The World at Night
- First edition
- Author: Alan Furst
- Language: English
- Genre: War, historical, spy
- Publisher: Random House
- Publication date: 1996
- Publication place: United States
- Media type: Print (paperback)
- ISBN: 0-375-75858-5
- OCLC: 48045604
- Dewey Decimal: 813/.54 21
- LC Class: PS3556.U76 W67 2002
- Followed by: Red Gold

= The World at Night =

1996 novel by Alan Furst

The World at Night (1996) is a novel by Alan Furst.

==Plot summary==

The story takes place in and around Paris between May 1940 and June 1941. Jean Casson is a French motion-picture producer who specializes in gangster films and who possesses no political views to speak of. When the Germans defeat and conquer his country, Casson at first tries to continue his life and career as if nothing had happened. But that proves impossible; when the Germans arrest a few of his friends and associates Casson finds himself helping others to hide or escape.
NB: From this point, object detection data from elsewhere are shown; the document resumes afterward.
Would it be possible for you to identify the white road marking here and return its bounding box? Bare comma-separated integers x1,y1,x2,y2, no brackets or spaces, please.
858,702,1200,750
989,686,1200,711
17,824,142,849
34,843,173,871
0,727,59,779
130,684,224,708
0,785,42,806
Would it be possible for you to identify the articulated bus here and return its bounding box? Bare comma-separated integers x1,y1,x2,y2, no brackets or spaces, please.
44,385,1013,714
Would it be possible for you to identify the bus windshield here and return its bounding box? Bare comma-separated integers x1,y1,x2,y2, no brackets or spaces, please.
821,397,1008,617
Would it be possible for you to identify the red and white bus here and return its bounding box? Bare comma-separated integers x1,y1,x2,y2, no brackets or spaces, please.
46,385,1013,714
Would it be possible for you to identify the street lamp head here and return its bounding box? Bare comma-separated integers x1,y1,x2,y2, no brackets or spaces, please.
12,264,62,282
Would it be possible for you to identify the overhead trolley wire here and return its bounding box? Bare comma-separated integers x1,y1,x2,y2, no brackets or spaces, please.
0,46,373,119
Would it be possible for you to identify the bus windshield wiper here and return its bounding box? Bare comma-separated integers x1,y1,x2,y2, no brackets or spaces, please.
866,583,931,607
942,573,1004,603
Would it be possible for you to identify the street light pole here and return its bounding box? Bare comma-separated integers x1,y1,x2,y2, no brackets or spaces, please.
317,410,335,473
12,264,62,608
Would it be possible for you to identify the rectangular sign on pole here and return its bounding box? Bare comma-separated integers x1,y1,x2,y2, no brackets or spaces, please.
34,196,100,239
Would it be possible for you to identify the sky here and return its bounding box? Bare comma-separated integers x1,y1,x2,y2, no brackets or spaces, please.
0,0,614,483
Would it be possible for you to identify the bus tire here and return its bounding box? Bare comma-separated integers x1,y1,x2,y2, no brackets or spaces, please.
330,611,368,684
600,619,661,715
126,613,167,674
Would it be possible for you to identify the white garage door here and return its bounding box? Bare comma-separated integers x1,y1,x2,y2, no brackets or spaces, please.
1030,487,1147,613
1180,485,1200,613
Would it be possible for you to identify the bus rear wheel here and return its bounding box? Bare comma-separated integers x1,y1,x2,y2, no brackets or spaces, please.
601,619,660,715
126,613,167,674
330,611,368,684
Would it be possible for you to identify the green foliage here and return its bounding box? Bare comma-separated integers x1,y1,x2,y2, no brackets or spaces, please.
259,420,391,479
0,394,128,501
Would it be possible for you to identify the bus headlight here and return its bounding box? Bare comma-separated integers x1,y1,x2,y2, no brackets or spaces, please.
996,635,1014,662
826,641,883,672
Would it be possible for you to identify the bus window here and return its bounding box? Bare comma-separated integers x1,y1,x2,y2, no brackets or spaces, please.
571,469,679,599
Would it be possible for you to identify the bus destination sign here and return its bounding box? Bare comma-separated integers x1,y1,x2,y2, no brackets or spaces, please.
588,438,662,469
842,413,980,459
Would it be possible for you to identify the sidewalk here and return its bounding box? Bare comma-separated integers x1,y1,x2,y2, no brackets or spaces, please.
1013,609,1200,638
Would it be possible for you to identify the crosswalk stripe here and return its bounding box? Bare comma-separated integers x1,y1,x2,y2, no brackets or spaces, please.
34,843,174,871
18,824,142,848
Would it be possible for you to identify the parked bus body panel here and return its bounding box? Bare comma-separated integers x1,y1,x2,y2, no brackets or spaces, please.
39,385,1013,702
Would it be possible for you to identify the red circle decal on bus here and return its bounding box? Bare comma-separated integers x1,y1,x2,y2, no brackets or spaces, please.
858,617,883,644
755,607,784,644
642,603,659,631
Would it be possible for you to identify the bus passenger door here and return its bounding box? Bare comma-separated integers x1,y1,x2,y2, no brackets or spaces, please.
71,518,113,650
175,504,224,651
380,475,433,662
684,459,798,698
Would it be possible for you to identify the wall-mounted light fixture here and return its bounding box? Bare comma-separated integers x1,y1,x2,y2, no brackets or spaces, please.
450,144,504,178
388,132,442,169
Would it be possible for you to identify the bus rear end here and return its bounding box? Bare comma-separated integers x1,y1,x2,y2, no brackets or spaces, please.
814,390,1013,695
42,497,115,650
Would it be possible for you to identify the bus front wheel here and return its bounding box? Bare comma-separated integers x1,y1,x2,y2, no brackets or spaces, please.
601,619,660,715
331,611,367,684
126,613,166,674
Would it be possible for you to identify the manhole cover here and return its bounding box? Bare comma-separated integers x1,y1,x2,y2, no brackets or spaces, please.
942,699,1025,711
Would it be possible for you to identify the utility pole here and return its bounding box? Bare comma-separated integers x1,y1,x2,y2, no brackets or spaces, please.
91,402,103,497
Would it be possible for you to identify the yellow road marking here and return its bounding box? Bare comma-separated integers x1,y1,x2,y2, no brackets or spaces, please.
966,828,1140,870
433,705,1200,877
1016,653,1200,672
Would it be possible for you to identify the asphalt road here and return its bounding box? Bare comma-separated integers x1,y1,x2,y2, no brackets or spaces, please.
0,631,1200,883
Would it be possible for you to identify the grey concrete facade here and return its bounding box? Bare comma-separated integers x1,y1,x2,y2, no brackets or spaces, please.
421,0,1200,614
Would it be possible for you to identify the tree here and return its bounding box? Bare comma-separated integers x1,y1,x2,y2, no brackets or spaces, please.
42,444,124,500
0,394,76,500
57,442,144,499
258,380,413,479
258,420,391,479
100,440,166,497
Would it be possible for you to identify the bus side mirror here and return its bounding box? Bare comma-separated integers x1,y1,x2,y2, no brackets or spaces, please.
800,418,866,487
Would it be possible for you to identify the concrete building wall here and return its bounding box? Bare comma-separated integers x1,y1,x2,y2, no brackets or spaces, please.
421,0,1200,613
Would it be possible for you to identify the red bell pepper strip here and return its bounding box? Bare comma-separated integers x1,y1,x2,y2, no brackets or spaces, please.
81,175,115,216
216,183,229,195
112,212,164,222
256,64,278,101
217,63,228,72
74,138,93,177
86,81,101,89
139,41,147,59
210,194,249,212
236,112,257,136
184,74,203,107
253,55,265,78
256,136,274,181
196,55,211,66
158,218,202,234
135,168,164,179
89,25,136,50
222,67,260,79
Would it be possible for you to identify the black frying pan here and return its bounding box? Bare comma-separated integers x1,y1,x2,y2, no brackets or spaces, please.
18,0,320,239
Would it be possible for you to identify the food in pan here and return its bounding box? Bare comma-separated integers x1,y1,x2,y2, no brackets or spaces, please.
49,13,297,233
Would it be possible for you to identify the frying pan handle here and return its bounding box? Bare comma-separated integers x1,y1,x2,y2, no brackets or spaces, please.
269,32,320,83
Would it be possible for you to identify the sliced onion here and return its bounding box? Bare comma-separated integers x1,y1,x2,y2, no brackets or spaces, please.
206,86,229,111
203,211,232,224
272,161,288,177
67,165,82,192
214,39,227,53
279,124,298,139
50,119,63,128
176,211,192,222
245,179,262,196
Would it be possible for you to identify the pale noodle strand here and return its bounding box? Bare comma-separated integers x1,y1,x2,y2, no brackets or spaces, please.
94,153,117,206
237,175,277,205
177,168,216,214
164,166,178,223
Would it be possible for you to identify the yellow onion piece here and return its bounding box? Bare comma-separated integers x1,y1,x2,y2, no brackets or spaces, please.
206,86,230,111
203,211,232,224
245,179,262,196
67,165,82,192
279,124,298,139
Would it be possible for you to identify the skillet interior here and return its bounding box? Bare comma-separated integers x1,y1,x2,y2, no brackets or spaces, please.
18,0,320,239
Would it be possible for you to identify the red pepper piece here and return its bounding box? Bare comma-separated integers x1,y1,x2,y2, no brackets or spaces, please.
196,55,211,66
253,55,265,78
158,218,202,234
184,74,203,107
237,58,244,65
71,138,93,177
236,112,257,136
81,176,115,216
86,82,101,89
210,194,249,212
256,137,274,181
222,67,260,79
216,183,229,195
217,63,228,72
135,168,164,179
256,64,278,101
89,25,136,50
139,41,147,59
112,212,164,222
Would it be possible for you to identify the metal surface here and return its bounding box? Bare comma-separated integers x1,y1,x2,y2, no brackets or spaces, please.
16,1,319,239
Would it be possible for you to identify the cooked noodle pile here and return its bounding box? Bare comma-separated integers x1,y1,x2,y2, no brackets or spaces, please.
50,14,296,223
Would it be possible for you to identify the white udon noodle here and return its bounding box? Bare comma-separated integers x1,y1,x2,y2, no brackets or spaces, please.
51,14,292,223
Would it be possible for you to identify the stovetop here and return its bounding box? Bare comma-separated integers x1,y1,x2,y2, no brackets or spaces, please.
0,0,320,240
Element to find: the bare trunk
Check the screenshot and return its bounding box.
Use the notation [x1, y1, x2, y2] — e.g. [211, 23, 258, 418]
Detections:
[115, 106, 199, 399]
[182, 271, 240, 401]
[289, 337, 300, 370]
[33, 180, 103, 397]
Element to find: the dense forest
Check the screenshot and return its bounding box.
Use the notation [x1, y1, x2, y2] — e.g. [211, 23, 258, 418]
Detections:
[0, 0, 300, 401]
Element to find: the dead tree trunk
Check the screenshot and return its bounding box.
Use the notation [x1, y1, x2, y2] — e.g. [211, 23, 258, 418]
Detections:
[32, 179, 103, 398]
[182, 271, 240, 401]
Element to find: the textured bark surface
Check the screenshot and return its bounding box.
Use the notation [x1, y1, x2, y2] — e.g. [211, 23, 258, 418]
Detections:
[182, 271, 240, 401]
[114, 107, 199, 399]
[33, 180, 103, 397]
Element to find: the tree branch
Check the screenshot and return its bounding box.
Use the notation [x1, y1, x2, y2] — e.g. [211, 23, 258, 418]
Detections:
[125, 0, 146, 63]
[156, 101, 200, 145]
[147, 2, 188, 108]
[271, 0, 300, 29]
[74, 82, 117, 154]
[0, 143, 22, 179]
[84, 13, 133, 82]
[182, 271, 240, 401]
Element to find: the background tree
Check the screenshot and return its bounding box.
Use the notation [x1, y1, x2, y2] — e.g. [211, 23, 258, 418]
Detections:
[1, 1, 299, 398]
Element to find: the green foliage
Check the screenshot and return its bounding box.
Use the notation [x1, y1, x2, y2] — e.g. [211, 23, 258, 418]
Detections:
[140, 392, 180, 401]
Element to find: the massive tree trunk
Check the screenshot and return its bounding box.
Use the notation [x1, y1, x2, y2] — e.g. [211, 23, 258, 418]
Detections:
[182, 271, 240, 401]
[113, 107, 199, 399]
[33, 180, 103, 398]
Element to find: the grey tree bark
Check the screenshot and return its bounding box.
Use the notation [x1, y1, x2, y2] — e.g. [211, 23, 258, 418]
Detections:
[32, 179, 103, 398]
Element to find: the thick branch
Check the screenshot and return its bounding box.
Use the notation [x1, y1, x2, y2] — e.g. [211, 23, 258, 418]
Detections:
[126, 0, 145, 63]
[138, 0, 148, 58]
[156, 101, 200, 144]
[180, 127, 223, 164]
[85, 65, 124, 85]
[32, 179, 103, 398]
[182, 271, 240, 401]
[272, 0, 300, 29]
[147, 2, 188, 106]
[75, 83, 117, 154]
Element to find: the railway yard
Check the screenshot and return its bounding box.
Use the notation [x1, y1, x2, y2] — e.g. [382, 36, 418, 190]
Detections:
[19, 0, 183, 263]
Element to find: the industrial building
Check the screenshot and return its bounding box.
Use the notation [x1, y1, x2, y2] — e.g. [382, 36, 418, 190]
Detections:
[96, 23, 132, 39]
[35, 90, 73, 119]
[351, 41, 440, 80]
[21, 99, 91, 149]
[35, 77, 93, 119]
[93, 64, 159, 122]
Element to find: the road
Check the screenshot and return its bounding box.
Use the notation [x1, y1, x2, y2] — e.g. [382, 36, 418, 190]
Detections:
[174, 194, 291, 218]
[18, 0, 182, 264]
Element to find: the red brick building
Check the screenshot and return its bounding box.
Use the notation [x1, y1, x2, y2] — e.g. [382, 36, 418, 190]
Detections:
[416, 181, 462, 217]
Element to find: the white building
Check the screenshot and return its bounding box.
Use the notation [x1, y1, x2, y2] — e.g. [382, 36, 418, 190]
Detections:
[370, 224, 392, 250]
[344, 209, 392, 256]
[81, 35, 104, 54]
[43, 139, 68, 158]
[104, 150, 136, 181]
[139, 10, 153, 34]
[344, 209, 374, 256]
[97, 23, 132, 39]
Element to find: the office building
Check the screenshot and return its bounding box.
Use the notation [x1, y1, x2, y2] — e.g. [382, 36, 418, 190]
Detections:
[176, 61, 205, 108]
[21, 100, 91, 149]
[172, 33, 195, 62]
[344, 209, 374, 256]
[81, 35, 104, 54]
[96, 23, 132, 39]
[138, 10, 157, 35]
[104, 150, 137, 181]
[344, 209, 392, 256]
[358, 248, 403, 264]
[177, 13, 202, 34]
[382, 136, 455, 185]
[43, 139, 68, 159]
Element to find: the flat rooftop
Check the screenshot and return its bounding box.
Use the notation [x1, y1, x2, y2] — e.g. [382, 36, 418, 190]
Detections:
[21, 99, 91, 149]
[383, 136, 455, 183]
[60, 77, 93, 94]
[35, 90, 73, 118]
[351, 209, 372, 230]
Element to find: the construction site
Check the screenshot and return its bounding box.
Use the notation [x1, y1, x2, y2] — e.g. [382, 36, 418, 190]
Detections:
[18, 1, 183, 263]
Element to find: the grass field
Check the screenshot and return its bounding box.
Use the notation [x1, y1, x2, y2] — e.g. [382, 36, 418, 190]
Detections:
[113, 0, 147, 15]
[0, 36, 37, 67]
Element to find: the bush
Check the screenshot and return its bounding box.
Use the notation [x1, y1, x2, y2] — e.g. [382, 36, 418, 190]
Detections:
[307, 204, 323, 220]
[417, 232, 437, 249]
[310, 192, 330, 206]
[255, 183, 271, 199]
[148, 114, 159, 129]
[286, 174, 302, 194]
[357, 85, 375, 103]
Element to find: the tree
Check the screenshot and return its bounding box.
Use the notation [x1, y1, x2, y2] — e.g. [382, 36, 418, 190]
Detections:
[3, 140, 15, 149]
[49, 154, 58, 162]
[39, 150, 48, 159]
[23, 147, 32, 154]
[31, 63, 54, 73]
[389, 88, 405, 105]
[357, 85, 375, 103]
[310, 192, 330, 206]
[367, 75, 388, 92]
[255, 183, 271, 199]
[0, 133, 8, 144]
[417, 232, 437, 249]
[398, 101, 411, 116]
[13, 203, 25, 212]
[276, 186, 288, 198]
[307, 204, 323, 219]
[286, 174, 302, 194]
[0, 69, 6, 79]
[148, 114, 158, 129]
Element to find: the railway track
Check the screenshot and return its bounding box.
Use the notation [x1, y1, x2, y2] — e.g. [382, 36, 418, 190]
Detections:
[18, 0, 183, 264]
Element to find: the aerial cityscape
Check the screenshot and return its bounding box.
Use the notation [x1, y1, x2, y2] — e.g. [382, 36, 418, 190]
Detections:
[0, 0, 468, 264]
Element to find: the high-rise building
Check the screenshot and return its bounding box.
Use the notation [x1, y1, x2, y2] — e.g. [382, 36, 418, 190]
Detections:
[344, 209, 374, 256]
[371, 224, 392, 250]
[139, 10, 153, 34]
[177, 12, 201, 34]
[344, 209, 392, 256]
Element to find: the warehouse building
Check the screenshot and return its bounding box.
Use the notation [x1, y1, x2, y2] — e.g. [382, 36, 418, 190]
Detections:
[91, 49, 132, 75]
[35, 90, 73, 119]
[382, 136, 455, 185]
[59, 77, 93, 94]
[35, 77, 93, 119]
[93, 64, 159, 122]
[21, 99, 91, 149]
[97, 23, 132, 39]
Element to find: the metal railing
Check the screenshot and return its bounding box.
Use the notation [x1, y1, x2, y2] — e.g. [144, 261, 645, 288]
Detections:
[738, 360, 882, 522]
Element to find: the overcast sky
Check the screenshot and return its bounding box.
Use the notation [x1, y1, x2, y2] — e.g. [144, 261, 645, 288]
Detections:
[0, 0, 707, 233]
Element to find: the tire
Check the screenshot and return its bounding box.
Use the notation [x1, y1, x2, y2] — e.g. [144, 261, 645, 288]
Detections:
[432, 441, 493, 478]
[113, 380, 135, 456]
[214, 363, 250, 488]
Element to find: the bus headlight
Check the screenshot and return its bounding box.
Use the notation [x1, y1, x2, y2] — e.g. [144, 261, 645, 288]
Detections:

He is seen talking to questionable people, and before long his line is tapped and his movements followed. Eventually Casson must choose between a life of resistance or no life at all.

==Critical reception==
Kirkus Reviews wrote: “At times, the author seems more concerned with atmosphere than action, but fans will recognize his gift for making every gesture an expression of character and allow him to get away with it. The payoff is worth the wait. Furst has somehow discovered the perfect venue for uniting the European literary tragedy with the Anglo-American spy thriller. Nobody does it better.”